Northern Ireland

End of the line for Stena Voyager

Stena Voyager ferry
Image caption The Stena Voyager's days are numbered following the huge in crease in fuel prices

It is literally part of the Belfast skyline when it is in port.

The huge futuristic shape of the HSS Stena Voyager ferry was easily recognisable from several miles away.

On the ferry route between Belfast and Scotland its wedge shape is unique.

But its days are numbered.

The HSS (High Speed Service) design was the world's biggest high speed ferry.

Its space-age shape and Star Trek-style bridge was only matched by the fact that the name of one of the captains really was Captain Kirk.

With its high speed and quick turnaround it quickly became a favourite with passengers.

But as time would prove, it had two Achilles heels. One was its limited freight capacity while the other was the cost of running it.

Only three were ever built. Powered by massive gas turbine engines, its powerful water jets could push this vast aluminium catamaran along at 40 knots.

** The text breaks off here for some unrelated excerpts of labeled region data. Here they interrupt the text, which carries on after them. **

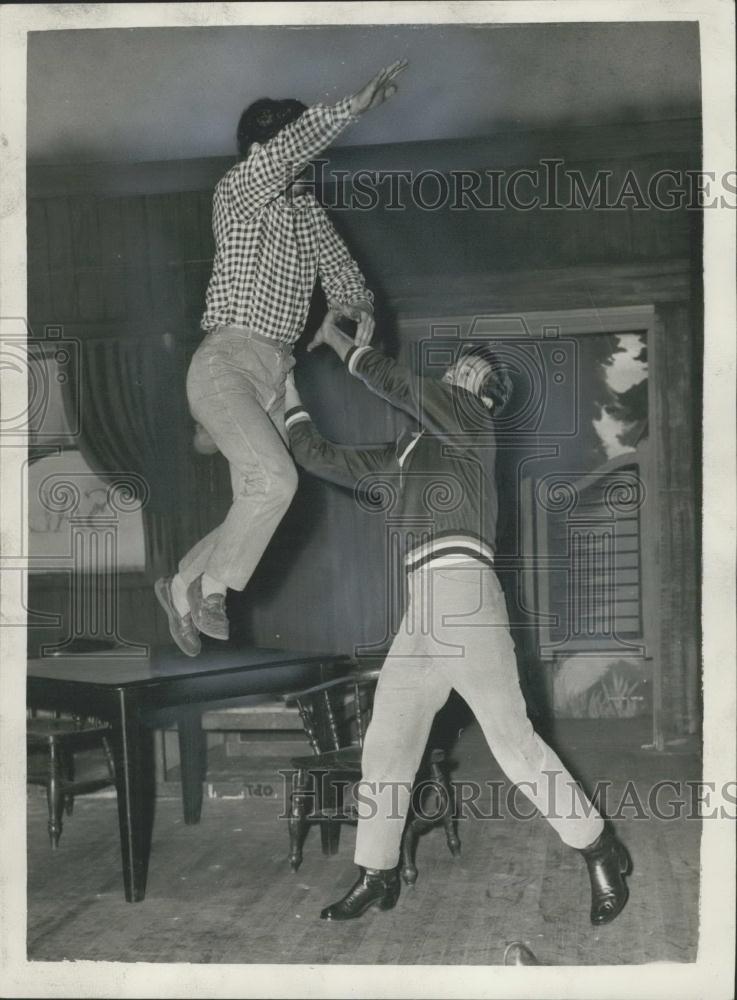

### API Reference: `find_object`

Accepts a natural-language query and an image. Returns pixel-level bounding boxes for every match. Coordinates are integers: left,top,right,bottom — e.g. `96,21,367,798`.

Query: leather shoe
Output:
187,576,230,639
154,576,202,656
320,868,399,920
504,941,540,965
580,829,632,924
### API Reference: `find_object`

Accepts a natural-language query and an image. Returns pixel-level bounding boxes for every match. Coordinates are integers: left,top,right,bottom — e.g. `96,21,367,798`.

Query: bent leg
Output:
354,635,450,869
179,350,297,590
434,571,604,848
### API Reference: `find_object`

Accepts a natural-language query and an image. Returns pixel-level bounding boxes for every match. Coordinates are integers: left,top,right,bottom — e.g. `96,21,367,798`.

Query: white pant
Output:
355,562,604,868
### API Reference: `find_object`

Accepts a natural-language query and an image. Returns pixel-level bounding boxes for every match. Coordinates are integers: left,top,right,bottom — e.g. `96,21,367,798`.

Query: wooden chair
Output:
26,636,116,850
284,668,460,885
26,716,115,850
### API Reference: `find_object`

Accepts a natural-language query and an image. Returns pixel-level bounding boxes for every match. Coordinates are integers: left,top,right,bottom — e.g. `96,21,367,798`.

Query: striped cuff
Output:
345,344,373,375
284,406,312,430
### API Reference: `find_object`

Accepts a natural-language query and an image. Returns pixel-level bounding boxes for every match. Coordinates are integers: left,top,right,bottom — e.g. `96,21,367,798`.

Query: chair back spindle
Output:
323,691,340,750
297,698,322,755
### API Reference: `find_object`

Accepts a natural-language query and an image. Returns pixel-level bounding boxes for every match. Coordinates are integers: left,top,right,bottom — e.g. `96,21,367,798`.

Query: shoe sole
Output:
154,578,202,656
320,895,399,924
591,844,632,927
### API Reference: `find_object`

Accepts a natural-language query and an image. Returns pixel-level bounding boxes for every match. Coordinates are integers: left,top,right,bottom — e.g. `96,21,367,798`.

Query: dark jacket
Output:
286,347,497,569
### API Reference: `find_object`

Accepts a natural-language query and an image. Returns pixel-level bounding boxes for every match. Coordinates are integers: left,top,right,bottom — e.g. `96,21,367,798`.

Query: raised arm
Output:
286,374,396,489
224,60,407,218
317,209,374,345
307,312,470,434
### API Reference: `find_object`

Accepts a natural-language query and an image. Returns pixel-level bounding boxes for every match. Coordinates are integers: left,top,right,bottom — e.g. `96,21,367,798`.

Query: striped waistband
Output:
404,535,494,573
210,326,294,354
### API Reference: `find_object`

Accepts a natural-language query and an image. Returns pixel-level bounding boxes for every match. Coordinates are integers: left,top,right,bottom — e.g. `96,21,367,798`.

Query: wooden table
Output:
27,648,343,902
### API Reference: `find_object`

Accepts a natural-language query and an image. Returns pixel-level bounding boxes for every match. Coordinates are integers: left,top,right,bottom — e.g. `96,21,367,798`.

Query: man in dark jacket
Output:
286,313,629,924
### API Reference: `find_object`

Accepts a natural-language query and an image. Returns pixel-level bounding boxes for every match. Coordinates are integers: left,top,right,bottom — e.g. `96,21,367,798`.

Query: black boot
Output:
504,941,540,965
320,868,399,920
580,830,632,924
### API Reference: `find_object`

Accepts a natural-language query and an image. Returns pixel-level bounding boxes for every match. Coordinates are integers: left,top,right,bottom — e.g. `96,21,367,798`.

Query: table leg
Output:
110,690,155,903
177,709,206,826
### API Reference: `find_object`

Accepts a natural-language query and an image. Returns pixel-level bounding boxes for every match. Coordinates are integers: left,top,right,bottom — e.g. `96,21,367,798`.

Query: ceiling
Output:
27,22,700,163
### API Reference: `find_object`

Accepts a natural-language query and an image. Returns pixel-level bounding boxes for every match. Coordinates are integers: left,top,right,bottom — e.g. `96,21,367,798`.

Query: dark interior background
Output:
28,25,702,748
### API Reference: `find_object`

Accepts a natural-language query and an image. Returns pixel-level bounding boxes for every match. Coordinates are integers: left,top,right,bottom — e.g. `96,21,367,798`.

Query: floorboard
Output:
27,725,700,965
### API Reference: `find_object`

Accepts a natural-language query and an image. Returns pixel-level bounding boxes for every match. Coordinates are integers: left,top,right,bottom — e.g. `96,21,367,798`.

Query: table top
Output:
28,646,342,688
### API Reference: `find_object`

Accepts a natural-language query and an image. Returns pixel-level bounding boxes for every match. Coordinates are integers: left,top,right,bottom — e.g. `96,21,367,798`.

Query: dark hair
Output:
238,97,307,157
461,343,514,417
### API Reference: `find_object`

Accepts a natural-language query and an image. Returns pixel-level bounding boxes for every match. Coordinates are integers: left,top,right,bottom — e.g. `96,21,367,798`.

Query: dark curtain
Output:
61,335,212,579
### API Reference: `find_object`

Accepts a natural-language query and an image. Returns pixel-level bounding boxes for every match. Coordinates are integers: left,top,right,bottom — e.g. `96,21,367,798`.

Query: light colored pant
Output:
179,327,297,590
355,561,604,868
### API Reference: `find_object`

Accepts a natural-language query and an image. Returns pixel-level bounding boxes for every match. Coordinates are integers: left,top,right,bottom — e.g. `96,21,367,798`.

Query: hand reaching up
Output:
351,59,408,115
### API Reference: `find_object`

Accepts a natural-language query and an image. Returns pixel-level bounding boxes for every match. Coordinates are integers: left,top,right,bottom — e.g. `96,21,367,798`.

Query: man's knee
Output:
271,458,299,507
240,454,299,510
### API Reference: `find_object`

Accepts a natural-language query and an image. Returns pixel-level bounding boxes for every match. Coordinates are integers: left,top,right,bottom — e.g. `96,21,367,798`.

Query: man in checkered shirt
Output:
155,61,406,656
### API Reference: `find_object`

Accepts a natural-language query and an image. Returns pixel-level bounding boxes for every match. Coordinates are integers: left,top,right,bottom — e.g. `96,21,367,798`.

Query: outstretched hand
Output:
351,59,408,115
307,309,345,351
307,309,354,361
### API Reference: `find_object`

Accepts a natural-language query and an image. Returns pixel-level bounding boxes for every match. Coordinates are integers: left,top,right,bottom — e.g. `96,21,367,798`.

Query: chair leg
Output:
289,770,307,872
317,775,345,855
400,816,422,885
315,773,335,855
330,781,345,854
46,743,64,851
64,753,74,816
430,760,461,858
102,736,115,784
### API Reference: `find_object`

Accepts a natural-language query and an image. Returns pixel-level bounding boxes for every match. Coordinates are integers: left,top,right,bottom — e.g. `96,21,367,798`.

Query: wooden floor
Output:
27,724,700,965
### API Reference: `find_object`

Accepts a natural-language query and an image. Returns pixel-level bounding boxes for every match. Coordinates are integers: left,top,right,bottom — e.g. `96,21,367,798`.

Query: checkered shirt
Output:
201,98,373,344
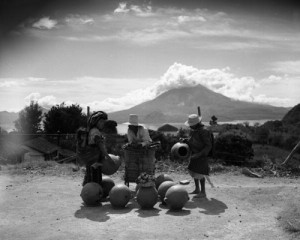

Two HSS ran services across the Irish Sea; between Belfast and Stranraer in Scotland and between Dun Laoghaire near Dublin and Holyhead in Wales.

When the HSS started operating in 1996, oil was just $18 a barrel.

Today's prices, close to a $100, have changed the equation.

In an attempt to reduce fuel costs, the ferry reduced its cruising speed.

Inevitably the journey took longer and this created an opportunity for the opposition.

It meant that conventional ships could cross the Irish Sea faster than the HSS, albeit on a different and shorter route from Larne.

They were cheaper to run and had good freight capacity. The writing was on the bulkhead for the HSS.

The final nail in the HSS Voyager coffin was the decision by its owners to move its Scottish port of operation from Stranraer, at the bottom of Loch Ryan on the west coast, to the top of the loch beside the existing port of Cairnryan.

It will save 20 minutes on the journey and means that modern conventional ships can make the crossing almost as quickly as the HSS.

And it was quickly apparent that the new port has no facility for the HSS to dock.

The HSS was always forced to run at a slow speed when in enclosed waters because of the huge wash it created.

The slow run down Belfast Lough to the open sea, and an equally slow run down Loch Ryan at the other end of the voyage, stole much of its thunder.

So, in mid-November the HSS Voyager will make its last trip across the Irish Sea.

More freight

Replacing it will be two fairly modern but conventional ships which will be the biggest ferries ever to sail the route.

And Stena say they will be able to make the crossing in 2 hours and 15 minutes. That is close to the HSS crossing time but using a lot less fuel and carrying a lot more freight.

The freight business is important for any ferry company on the Irish Sea.

It's a significant source of revenue and provides an all-year-round income.

The second HSS on the Irish Sea route, between Dublin and Wales, will also stop service in mid-September.

Stena say it will return again next year for the summer trade. It's not economical to operate it during the winter because it can carry so little freight.

The third HSS, which Stena used to operate on the Harwich-Holland run, is now in La Guaira in Venezuela.

The HSS Voyager will be missed on the Irish Sea.

Its spacious open layout with multi-restaurant and bar facilities proved popular with passengers but the ship could no longer pay its way.

Its fuel-hungry high speed ability was ultimately to become the cause of its demise.

But is it, perhaps more worryingly, a sign of what is to come as the oil price creeps ever upwards?